Similarly, you can join two items to a new item. In this case, a mapping may look like this:

mapping = [['', 'combine_items', [['key1', 'key2'], 'new']]]

This would join the values corresponding to the two keys key1 and key2 and assign them to the new key new. If you would like to join the values with a particular string, this can be done as well:

mapping = [['', 'combine_items', [['key1', 'key2'], 'new', ' ']]]

Here, the two values will be joined using a space.

Sometimes you want to combine keys, but need one of the two keys several times. Hence, you would like to first copy this key to another one. This can be done in the following way:

mapping = [['', 'copy_key', ['old', 'new']]]

And finally, there are cases where you want to move an item from one dictionary to another. This can be done using the following mapping:

mapping = [['', 'move_item', ['key', 'source', 'target']]]

Here, “source” and “target” are the names of the respective dictionaries the item should be moved between. If the target dictionary does not exist, by default, the method will raise an exception. If, however, you decide to exactly know what you do, you can pass an additional parameter explicitly telling the method to create the target dictionary:

mapping = [['', 'move_item', ['key', 'source', 'target', True]]]

In this particular case, however, you are solely responsible for any typos when specifying the name of the target dictionary, as this will most probably mess up your dictionaries and result in hard to track bugs.

create_mappings()

Create mappings from mapping recipe stored in YAML file.

Mapping recipes are stored in an external file (currently a YAML file whose filename is stored in recipe_filename) in their own format described hereafter. From this file, the recipes are read and converted into mappings in the mappings attribute.

Based on the version number of the format the metadata from an external source are stored in, the correct recipe is selected.

Following is an example of a YAML file containing recipes. Each map can contain several types of mappings and the latter can contain several entries:

---

format:
  type: metadata mapper
  version: '0.1'

map 1:
  metadata file versions:
    - 0.1.6
    - 0.1.5
  combine items:
    - old keys: ['Date start', 'Time start']
      new key: start
      pattern: ' '
      in dict: GENERAL
  rename key:
    - old key: GENERAL
      new key: measurement
      in dict:

map 2:
  metadata file versions:
    - 0.1.4
  copy key:
    - old key: Date
      new key: Date end
      in dict: GENERAL
  move item:
    - key: model
      source dict: measurement
      target dict: spectrometer
    - key: Runs
      source dict: measurement
      target dict: experiment
      create target: True

Unknown mappings are silently ignored. The difference between the two entries in move item is that in the latter case, the target dictionary will be created.

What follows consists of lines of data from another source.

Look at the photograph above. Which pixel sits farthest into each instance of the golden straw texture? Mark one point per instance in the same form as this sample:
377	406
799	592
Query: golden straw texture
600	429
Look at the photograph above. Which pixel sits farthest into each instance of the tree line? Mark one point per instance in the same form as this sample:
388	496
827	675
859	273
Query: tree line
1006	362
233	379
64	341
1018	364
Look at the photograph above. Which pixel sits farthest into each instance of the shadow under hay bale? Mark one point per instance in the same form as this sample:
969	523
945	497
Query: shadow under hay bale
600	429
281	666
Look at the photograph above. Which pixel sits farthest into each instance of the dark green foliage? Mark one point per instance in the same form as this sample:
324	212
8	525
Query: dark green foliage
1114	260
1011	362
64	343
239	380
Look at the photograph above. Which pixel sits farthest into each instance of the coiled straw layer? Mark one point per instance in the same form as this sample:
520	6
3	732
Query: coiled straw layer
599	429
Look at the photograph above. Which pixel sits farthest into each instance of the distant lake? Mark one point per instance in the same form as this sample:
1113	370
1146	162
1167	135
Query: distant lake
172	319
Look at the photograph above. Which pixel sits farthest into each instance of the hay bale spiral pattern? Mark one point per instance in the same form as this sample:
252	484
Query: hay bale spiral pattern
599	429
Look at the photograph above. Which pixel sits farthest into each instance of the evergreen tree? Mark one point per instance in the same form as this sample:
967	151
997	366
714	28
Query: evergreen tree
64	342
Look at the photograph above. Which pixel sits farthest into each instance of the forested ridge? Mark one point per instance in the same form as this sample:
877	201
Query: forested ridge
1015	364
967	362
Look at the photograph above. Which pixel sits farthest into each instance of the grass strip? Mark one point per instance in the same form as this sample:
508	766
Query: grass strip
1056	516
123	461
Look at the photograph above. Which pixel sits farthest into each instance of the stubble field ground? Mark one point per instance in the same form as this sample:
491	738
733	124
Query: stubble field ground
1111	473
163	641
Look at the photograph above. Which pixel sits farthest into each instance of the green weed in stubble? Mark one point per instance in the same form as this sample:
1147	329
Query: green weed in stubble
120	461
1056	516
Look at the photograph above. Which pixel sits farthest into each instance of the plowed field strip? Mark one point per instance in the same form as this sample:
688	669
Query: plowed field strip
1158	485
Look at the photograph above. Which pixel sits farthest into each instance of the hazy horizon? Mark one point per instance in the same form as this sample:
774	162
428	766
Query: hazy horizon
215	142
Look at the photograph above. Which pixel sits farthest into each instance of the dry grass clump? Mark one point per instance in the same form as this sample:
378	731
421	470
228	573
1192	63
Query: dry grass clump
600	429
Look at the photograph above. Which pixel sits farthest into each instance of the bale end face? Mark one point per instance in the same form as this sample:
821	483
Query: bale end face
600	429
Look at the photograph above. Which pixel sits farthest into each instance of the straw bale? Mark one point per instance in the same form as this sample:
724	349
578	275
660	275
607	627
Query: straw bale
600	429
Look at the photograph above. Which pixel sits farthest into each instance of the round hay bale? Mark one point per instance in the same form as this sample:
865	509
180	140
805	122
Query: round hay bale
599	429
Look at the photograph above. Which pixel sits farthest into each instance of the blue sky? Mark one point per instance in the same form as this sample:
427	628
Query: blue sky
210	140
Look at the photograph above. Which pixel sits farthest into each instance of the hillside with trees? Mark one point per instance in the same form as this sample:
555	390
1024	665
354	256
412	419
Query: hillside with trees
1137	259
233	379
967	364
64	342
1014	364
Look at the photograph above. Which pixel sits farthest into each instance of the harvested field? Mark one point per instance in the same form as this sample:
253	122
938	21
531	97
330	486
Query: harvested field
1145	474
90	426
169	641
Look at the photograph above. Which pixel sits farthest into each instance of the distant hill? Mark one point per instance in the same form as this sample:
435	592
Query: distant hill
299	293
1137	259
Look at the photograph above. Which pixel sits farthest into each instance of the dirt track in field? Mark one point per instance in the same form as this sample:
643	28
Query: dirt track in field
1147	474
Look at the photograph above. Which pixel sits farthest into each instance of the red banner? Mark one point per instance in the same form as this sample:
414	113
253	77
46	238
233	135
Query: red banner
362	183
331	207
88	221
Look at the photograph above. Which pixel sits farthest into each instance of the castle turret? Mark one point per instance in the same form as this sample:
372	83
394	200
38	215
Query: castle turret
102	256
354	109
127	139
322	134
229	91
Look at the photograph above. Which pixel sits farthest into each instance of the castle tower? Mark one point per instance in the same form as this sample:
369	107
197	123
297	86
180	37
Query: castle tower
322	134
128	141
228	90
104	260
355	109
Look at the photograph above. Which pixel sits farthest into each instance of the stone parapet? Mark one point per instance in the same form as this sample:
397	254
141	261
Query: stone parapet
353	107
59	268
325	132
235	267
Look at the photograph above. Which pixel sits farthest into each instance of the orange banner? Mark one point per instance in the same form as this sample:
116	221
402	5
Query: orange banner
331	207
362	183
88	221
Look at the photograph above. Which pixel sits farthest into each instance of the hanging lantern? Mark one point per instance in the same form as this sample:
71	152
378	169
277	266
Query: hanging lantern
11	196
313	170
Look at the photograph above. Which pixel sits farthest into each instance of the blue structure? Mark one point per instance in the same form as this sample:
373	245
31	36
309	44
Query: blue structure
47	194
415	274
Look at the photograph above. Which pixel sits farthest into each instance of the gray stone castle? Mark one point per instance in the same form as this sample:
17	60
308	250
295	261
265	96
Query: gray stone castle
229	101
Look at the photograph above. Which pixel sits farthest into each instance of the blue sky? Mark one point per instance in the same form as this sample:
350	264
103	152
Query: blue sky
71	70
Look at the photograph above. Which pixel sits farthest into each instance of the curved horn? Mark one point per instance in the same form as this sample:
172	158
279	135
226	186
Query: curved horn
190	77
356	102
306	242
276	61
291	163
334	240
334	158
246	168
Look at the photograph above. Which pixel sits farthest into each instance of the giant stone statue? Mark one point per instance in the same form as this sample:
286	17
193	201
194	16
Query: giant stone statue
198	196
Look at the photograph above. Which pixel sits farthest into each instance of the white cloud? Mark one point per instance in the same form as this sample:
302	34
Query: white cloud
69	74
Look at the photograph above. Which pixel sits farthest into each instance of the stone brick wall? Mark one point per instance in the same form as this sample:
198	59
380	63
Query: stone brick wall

Be careful with this option, as typos introduced in your mapping recipe will lead to hard-to-debug behaviour of your application. See move_item() for details.

Important

If you have version numbers with only one dot, you need to explicitly mark this as string in YAML, as otherwise, it will automatically be converted into a float and hence your version lookup will fail.

Generally, the YAML file should be pretty self-explanatory. For details of the different mappings, see the documentation of the respective methods of the class, namely combine_items(), rename_key(), copy_key(), and move_item().

Important

The sequence of operations can sometimes be crucial. They are called as follows: “copy key” -> “combine items” -> “rename key” -> “remove items”

Note that you can name the mappings called here map 1 and map 2 as you like. Use descriptive names wherever possible.

A hint on the filenames for metadata recipe YAML files: Use descriptive names containing the format of the metadata files. For info files, something like infofile_metadata_mappings.yaml may be reasonable.

This method and the underlying ideas are heavily based on concepts and code developed by J. Popp for use within the trEPR Python package.